Whats new in Policy Reporter

Table of Contents

Foreword

A lot has happened since I developed Policy Reporter for over a year and released it as an open-source project. With the donation to the Kyverno organization, adoption grew continuously and it steadily received important feedback.

Policy Reporter has grown with the help of this feedback and has seen important improvements. In this blog post, I'd like to share the latest and most important of these enhancements and features in specific use cases to provide an overview of the functionality and potential to improve your security monitoring.

Introduction

Policy Reporter adds observability and monitoring possibilities to your cluster security based on the PolicyReport CRD, introduced by the Kubernetes Policy Working Group and used by security tools like Kyverno.

It processes each (Cluster)PolicyReport resource in the cluster and checks each update for new violations, to send them to configured targets like Grafana Loki, Slack, MS Team and more. It also provides metrics and a flexible REST API about your PolicyReportResults.
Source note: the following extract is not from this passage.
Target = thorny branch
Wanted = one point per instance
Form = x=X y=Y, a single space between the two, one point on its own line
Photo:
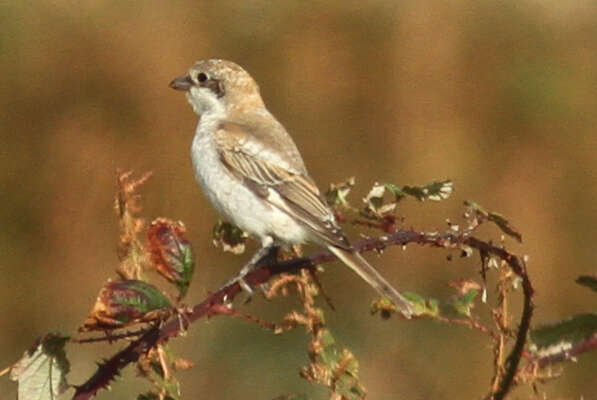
x=212 y=305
The REST API is used by the optional Policy Reporter UI, a standalone NuxtJS based dashboard that provides different views about the current status of your PolicyReportResults. Different filters and groupings helps you to find the information you are interested in.

Policy Engine Support

Although in most cases Policy Reporter is used together with Kyverno, it is not limited to it. Since the PolicyReport CRD is a generic CRD for different types of policy engines, it supports any tool that supports it directly or indirectly. Over the last year not only Policy Reporter has evolved, but also the mentioned support for the PolicyReport CRD has grown and so it is possible to visualize PolicyReportResults from tools like Falco, Kube Bench, Trivy (Operator), Tracee, jsPolicy and of course Kyverno in the same dashboard.

The integration of these tools varies and depends on the type of support, for PolicyReports. Some have native support and some require additional tools/adapters and setup. I will provide some links to check the different integrations.

Example

The following screenshot shows a Policy Reporter UI setup with integration of Kyverno and the Trivy Operator CRDs.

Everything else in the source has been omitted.